« Aimer sans dévorer », c’est le titre du dernier ouvrage de Lytta Basset (1), c’était le thème d’une session, qu’elle a animée en février 2009 à Fondacio ** Voir le site ** , et à laquelle nous avons assisté.

Est-il encore besoin de présenter Lytta Basset ? Je reprendrai une des nombreuses présentations éditées : « Philosophe et théologienne protestante, professeure à  l’Université de Neuchâtel en Suisse (2), Lytta Basset est fascinée par la personne du Christ : en lui, le mal injustement souffert est entendu sans aucun esprit de jugement et la vie (re)devient possible. »
Au-delà de ces mots, j’ai été frappée par la personne, et voilà les mots qui me viennent quand je pense au contact qu’elle a eu avec nous : simplicité, vérité, synthèse de connaissances humaines et théologiques mises généreusement à notre disposition, foi incarnée.

Je n’ai pas l’intention, ici, de reprendre ses enseignements, qui nous ont entraînés dans un parcours progressif jusqu’à toucher du doigt ce que peut être « l’agapè », et ce qui en nous lui fait obstacle. Mais revenir sur ce qui a fait écho en moi, ou en l’un ou l’autre des 150 participants qui s’est exprimé au cours du week-end.
Tant pis si cela peut paraître un peu pauvre et décousu, le livre de Lytta remet de l’ordre et tellement de matière dans tout cela !

Comment accéder à un amour viable ? Comment apprendre à aimer sans dévorer, à se laisser aimer sans crainte d’être dévoré ? Comment sortir du cœur de pierre, cet état d’anesthésie des sentiments ? Ou de l’overdose d’amour, l’amour envahissant de « l’agresseur dévoué » ? Comment trouver un chemin vers l’amour d’amitié, qui nous ouvre à l’amour inconditionnel ?

Une première idée force : je ne suis ni la source (l’alpha), ni l’aboutissement (l’oméga) de l’Amour. Seulement un canal de l’Amour qui me traverse, que je le sente ou pas. Ma responsabilité n’est pas d’aimer, ni d’avoir des sentiments pour l’autre, encore moins de m’obliger à aimer. Je n’ai pas à me culpabiliser de ne pas avoir assez aimé. En revanche, ma responsabilité est de désencombrer le canal de tout ce qui empêche l’Amour de circuler librement : mes blessures d’enfance, dont celle de ne pas avoir été cru,  ou bien la faute d’autrui que je porte à mon insu, ou encore mes images d’Epinal d’un amour idéalisé,…

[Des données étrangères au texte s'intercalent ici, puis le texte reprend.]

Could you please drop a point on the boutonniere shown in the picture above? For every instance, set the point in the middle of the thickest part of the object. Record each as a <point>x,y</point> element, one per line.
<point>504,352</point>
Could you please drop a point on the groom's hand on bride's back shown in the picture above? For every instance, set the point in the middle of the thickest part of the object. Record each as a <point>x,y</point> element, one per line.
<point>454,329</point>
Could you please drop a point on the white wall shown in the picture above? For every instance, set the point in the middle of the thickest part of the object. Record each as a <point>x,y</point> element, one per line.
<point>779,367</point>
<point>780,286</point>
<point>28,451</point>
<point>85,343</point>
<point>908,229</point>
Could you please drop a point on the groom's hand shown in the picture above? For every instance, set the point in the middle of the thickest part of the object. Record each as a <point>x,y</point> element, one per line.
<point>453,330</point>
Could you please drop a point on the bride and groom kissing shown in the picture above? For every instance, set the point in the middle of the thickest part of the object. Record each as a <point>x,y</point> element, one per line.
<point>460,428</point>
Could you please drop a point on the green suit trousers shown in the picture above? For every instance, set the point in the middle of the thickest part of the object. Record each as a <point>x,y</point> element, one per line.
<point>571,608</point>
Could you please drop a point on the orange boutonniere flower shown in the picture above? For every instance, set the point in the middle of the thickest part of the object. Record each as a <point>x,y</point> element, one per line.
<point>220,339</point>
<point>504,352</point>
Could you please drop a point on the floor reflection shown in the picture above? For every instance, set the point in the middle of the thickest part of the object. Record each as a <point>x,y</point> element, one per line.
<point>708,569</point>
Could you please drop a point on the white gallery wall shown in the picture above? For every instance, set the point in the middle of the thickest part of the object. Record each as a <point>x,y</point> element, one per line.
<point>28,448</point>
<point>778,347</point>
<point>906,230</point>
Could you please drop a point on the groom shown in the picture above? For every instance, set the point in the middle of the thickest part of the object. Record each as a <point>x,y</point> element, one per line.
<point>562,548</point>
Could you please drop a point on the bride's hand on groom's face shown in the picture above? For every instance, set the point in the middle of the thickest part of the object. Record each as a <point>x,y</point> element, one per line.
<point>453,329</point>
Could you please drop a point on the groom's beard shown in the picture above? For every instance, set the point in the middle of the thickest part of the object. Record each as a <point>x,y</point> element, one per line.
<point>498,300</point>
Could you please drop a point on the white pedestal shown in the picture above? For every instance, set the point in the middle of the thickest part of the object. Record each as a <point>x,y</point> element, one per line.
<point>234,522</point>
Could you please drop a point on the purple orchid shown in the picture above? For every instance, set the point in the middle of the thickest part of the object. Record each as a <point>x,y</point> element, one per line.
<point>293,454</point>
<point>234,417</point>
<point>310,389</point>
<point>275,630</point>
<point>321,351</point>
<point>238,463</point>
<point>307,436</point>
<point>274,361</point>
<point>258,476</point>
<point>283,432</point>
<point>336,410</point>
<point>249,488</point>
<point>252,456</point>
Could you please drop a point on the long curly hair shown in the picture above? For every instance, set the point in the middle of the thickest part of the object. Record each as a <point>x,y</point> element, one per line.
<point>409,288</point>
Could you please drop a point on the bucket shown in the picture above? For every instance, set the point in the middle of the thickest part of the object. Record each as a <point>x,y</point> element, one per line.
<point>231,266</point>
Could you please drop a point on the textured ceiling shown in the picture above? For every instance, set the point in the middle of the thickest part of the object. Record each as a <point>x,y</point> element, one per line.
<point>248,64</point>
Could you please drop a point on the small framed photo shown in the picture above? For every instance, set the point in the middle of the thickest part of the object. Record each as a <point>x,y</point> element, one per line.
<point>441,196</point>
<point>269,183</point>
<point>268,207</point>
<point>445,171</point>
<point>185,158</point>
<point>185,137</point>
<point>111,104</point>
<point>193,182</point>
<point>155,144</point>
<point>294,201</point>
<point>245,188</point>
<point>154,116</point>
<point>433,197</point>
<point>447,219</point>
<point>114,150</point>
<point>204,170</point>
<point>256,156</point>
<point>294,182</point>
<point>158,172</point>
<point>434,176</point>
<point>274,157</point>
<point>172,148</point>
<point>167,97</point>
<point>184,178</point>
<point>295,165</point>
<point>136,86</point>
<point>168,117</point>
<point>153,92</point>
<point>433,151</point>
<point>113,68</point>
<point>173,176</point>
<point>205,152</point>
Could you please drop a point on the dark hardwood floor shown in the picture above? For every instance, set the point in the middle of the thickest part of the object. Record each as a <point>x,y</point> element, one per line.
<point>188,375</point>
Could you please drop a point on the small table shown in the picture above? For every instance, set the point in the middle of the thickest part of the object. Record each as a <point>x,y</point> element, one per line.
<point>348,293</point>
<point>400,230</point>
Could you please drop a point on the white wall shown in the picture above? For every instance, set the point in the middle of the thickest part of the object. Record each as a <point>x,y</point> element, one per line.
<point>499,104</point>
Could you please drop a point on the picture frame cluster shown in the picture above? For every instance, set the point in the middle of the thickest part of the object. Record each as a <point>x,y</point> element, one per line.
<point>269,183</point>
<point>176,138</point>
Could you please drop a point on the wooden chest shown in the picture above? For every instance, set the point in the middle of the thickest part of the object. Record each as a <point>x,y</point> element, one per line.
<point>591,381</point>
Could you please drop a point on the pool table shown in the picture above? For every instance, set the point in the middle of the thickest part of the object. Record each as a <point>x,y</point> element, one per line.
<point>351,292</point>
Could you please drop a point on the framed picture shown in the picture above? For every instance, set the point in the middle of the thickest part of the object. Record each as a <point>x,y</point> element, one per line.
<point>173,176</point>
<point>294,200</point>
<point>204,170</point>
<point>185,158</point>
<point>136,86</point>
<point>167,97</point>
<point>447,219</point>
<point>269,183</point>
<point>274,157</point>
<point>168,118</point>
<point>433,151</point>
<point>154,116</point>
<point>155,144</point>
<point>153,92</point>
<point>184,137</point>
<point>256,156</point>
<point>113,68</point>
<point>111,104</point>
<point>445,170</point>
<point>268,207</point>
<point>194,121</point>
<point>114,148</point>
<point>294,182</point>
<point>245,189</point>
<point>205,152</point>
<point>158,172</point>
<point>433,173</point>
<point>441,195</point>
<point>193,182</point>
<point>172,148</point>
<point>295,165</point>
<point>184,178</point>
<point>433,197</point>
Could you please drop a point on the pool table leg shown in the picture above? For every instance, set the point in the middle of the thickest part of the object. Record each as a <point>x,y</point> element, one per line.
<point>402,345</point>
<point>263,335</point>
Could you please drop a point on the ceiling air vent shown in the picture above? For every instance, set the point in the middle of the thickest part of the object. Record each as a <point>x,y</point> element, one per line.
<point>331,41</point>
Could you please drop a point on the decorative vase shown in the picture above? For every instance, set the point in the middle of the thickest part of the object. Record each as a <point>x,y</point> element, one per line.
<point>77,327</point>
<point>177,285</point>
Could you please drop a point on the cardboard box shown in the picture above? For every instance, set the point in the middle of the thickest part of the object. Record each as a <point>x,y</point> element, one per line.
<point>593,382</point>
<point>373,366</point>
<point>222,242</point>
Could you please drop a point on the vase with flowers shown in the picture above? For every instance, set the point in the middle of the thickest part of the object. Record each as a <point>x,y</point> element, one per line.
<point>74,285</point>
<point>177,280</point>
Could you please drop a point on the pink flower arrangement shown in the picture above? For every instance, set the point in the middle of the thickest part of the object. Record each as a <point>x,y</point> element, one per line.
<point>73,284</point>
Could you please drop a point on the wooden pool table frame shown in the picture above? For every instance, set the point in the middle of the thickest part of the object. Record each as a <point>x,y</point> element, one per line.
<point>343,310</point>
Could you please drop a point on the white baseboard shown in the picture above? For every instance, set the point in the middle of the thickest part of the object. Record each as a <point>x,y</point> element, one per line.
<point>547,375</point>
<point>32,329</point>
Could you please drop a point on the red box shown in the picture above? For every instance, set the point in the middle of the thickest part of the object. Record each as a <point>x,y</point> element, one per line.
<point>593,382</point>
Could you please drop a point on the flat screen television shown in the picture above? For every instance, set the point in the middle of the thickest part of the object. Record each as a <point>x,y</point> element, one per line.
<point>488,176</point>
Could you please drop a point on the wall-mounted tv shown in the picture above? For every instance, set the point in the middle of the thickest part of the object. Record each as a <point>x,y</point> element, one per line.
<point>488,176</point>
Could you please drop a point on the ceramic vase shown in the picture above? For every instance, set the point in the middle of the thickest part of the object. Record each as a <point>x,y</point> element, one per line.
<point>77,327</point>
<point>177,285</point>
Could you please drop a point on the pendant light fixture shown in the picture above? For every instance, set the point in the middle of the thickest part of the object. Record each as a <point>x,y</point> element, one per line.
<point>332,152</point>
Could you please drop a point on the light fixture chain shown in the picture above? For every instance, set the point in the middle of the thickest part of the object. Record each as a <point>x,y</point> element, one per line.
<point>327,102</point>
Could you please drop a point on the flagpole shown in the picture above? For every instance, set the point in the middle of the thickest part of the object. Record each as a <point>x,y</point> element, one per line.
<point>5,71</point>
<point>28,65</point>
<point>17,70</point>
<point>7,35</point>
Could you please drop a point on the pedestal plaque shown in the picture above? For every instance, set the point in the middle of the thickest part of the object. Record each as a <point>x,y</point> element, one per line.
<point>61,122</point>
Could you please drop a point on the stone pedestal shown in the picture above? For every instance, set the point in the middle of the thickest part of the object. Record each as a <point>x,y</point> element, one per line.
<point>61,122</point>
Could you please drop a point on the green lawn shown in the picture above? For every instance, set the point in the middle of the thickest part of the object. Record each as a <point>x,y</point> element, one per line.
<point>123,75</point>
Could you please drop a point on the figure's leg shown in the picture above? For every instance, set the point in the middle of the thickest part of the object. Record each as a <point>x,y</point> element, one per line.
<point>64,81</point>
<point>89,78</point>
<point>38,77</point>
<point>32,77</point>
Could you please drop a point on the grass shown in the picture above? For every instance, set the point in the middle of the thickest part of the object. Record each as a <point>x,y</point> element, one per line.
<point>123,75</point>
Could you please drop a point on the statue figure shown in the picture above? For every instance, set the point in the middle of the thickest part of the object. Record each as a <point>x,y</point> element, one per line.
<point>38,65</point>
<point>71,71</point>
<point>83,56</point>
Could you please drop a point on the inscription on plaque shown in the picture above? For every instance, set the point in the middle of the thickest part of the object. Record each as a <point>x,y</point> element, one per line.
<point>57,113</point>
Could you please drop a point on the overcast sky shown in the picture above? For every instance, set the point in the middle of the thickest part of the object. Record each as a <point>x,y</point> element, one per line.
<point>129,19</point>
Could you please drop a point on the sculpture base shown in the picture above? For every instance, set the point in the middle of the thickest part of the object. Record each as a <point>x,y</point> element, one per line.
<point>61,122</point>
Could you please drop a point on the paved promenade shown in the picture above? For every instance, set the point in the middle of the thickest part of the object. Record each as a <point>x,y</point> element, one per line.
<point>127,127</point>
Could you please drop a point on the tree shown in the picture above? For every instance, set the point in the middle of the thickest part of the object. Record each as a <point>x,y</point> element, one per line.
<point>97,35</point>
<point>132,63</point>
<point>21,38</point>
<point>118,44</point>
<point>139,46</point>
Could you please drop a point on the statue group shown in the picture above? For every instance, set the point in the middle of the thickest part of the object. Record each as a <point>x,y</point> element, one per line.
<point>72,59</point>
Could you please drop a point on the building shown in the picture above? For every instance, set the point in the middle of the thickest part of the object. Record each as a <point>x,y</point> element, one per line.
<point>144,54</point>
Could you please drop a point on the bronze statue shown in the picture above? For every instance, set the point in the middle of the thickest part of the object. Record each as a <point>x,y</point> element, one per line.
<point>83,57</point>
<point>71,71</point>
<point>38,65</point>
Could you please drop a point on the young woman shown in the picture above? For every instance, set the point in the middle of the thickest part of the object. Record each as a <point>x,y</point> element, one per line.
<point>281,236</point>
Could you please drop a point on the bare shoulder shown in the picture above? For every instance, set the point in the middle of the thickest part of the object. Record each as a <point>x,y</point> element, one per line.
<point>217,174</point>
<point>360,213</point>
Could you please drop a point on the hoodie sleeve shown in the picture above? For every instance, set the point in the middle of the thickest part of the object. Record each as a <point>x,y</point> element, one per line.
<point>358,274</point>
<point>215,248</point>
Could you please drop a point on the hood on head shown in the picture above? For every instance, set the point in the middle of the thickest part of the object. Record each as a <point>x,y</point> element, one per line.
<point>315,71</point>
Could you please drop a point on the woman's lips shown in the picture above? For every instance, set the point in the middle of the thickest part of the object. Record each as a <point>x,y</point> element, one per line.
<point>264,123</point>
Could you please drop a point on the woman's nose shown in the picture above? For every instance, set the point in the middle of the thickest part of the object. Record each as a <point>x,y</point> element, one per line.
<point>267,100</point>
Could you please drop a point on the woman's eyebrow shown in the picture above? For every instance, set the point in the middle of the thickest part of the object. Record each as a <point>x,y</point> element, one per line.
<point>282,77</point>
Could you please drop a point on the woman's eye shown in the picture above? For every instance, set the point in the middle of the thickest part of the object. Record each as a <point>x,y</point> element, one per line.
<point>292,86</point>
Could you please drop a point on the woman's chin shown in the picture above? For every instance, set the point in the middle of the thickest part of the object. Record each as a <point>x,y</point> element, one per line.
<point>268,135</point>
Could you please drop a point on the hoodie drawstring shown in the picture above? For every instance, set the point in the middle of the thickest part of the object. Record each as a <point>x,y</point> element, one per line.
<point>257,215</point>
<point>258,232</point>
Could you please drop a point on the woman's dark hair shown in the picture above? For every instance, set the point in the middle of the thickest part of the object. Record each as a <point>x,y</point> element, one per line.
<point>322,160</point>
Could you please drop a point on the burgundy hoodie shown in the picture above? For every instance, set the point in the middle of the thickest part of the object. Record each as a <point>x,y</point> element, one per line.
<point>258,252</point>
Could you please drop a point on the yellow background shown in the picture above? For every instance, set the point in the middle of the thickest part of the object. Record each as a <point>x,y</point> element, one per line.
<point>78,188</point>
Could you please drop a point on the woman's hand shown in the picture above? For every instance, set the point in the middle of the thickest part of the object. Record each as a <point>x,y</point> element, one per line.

L’agapè auquel Jésus nous appelle, nous est inaccessible par nos propres forces. Personne ne le mérite. Dieu en est la source.
Don et accueil de l’Amour : même mouvement.

Au fond de chaque être humain, tout au-dedans de lui, il y a un espace où Dieu réside, espace totalement inviolable, qui échappe à tout jugement, toute agression, qui garantit sa dignité d’enfant de Dieu, quoi qu’il fasse, quoi qu’il subisse. C’est ce que nous dit Osée (chapitre 11 verset 9) « au milieu de toi /en tes entrailles je suis Saint / Autre ». Quelle espérance ! Alors retentit la promesse : « Tu aimeras ton Dieu de tout ton cœur, de toute ton âme, et de toute ta force, et tu aimeras ton prochain comme toi même ». Dieu nous promet que cet Amour là nous traversera.

Mais en attendant, l’amour ne va pas de soi. Désencombrer le canal passe par tout un processus de différentiation, de reconnaissance que l’autre est autre, qu’il ne peut combler mes manques, ma solitude. Que j’aurai à accueillir sa pauvreté, comme j’accueille la mienne, son incapacité à aimer.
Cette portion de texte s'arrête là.